Most telling in this case is the fact that neither VICORP's annual report to its shareholders nor any of the documents filed by VICORP with the SEC or the Internal Revenue Service (IRS) discloses or even suggests that VSR had a $51.5 million debt obligation to VICORP. Considering all of the objective factors present in the record, we conclude that there was no bona fide debt obligation between VSR and VICORP during the taxable year ended October 26, 1986, to support the NOL carryforward relating to the interest expense deduction for that year. Thus, we sustain respondent's determination with respect to this debt/equity issue.

Applicability of Section 482

Alternatively, Green Leaf relies upon section 1.482-2A(b), Income Tax Regs., to support its position that it is entitled to the claimed interest expense deduction. 22 Section 1.482-2A(b), Income Tax Regs., provides that, where one member of a group of controlled entities performs services for the benefit of, or on behalf of, another member of the group without charge, or at a charge which is not equal to an arm's-length charge, the District Director may make appropriate allocations to reflect an arm's-length charge for such services. Furthermore, section 1.482-1A(b)(3), Income Tax Regs., states that section 482 does not grant any rights to a controlled taxpayer to apply its provisions or to compel the District Director to apply those provisions. Thus, a taxpayer may not affirmatively use section 482; only the IRS may invoke the provisions of section 482 and the regulations promulgated thereunder. Foster v. Commissioner [Dec. 39,817], 80 T.C. 34, 191 (1983), affd. in part and vacated in part [85-1 USTC ╤ 9300] 756 F.2d 1430 (9th Cir. 1985) (full discussion of this aspect of section 482 and its predecessor).


22 Petitioner cites sec. 1.482-2T(b), Temporary Income Tax Regs., 58 Fed. Reg. 5282 (Jan. 21, 1993), rather than sec. 1.482-2A(b), Income Tax Regs. Sec. 1.482-2T(b), Temporary Income Tax Regs., was not effective until Apr. 21, 1993, and does not apply retroactively. Nevertheless, the language of both sections is the same.


If the IRS does invoke section 482 as authority for a proposed allocation of an arm s-length charge to a controlled entity as consideration for services received from another controlled entity, the controlled entity paying the charge may argue that its payment must be respected by the IRS under the authority of section 1.482-2A(b)(6), Income Tax Regs. Section 1.482-2A(b)(6), Income Tax Regs., provides that, where an arm's length charge for services has been determined with reference to costs or deductions and a member has allocated such costs or deductions to reflect arm's-length charges by employing a consistent method of allocation that is reasonable and in keeping with sound accounting practices, such method will not be disturbed. Thus, this section acts as a "safe harbor" provision for a taxpayer to assert as a defense to a proposed allocation by the IRS under section 1.482-2A(b)(1), Income Tax Regs.

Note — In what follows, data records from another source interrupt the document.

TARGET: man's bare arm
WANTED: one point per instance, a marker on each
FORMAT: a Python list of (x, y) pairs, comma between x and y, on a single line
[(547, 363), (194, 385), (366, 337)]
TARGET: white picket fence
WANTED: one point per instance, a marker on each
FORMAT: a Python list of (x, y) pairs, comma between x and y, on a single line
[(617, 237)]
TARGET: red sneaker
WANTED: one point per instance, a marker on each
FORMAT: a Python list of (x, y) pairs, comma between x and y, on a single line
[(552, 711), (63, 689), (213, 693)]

Green Leaf argues that it may invoke section 1.482-2A(b)(6), Income Tax Regs., as an alternative basis for deducting the claimed interest expenses even though respondent has not proposed an allocation under section 1.482-2A(b)(1), Income Tax Regs. As noted above, respondent has not invoked and is not relying on section 482 for the determined adjustment in this case. Rather, respondent relies upon well-established principles that distinguish debt from equity. Therefore, petitioner cannot invoke the safe harbor provisions of section 1.482-2A(b)(6), Income Tax Regs.

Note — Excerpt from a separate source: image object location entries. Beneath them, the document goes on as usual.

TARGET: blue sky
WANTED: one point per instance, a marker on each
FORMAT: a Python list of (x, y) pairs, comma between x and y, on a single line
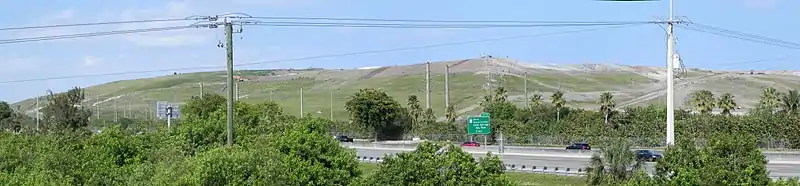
[(640, 45)]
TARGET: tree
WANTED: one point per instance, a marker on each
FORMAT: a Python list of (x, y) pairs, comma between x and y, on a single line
[(202, 107), (726, 103), (536, 101), (64, 111), (376, 111), (315, 157), (790, 102), (414, 109), (703, 101), (770, 99), (450, 114), (614, 165), (606, 105), (558, 101), (728, 159), (437, 164), (9, 119)]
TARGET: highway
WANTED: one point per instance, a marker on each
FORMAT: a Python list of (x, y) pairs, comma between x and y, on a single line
[(778, 166)]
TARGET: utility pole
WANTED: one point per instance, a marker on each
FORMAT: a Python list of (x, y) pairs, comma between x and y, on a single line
[(427, 85), (525, 86), (37, 111), (670, 77), (446, 86), (229, 52), (301, 103), (116, 110), (201, 91), (236, 85), (97, 106)]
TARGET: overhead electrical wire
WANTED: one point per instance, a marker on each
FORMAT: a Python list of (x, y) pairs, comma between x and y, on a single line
[(443, 21), (395, 25), (92, 34), (320, 56), (100, 23), (739, 35)]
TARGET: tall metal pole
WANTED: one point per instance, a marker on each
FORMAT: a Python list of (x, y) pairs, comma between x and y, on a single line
[(116, 111), (446, 86), (427, 85), (236, 94), (301, 103), (201, 91), (229, 52), (97, 106), (670, 78), (525, 86), (37, 111)]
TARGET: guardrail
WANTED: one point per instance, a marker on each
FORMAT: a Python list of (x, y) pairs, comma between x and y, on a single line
[(511, 168), (770, 155)]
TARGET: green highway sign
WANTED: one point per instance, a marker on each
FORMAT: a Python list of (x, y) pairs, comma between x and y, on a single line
[(479, 125)]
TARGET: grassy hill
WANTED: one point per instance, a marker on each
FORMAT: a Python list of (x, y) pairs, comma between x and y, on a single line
[(582, 84)]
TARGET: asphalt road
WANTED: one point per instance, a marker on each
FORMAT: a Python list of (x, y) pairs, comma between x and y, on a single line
[(777, 168)]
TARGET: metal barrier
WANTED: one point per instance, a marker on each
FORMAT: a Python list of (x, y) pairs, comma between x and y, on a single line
[(565, 171)]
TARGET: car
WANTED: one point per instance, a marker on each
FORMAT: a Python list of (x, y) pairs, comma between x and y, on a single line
[(470, 144), (647, 155), (579, 146), (343, 138)]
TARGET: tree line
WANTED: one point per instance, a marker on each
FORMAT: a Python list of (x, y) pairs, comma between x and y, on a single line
[(773, 122), (271, 148), (274, 148)]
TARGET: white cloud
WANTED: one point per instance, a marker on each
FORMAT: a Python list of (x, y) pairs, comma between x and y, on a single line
[(90, 61), (760, 4), (20, 64)]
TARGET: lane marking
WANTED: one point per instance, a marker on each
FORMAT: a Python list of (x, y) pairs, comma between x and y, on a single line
[(539, 155)]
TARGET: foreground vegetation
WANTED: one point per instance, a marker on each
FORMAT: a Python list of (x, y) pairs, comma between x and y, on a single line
[(773, 124), (273, 148)]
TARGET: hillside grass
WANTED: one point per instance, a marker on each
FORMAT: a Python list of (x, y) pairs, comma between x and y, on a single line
[(466, 89)]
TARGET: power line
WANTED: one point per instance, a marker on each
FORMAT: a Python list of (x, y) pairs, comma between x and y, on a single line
[(443, 21), (319, 57), (740, 35), (394, 25), (102, 23), (93, 34), (431, 46)]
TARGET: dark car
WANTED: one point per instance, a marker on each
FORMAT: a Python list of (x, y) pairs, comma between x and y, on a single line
[(579, 146), (343, 139), (470, 144), (647, 155)]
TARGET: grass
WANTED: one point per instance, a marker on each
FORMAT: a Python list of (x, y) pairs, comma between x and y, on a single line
[(519, 177), (466, 89)]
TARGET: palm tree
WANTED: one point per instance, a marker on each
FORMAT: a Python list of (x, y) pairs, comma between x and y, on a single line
[(703, 101), (536, 100), (606, 105), (790, 101), (616, 164), (558, 102), (726, 103), (770, 99)]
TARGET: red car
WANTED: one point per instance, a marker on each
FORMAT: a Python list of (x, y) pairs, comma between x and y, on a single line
[(470, 144)]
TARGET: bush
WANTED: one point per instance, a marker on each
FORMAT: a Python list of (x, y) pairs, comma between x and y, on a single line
[(436, 164)]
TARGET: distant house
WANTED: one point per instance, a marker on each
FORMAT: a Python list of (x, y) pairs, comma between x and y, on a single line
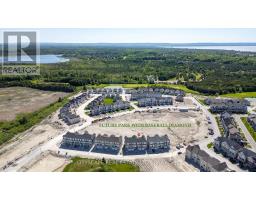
[(230, 129), (202, 160), (210, 101), (158, 144), (135, 145), (107, 144), (144, 102), (78, 141), (227, 147), (252, 120), (179, 98), (247, 159)]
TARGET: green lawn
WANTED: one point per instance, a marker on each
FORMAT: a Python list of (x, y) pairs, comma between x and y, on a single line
[(240, 95), (249, 127), (108, 101), (92, 165)]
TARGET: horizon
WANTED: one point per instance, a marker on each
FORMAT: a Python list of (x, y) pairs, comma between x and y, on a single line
[(142, 36)]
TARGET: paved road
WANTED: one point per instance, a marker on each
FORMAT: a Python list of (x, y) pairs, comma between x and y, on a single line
[(232, 166), (246, 132), (87, 121), (209, 115)]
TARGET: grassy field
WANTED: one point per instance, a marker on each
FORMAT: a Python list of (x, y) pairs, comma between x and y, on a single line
[(91, 165), (249, 127), (108, 101), (240, 95)]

Respondent further argues that, even if Green Leaf were able to invoke section 1.482-2A(b)(6), Income Tax Regs., Green Leaf has not met its burden under that section. Respondent contends that Green Leaf has not offered any evidence to support its position that VICORP's costs or deductions for the services it performed for VSR included the amount of interest VSR accrued on the intercompany advance. Respondent argues that such amount in fact cannot be included in any costs or deductions of VICORP but actually constitute distributions from VSR to VICORP with respect to its stock (i.e., dividends to the extent of earnings and profits). We need not address this argument since we agree with respondent's initial position that Green Leaf cannot invoke the provisions of section 482.

Based upon the concessions and the foregoing holdings,

Decision will be entered under Rule 155.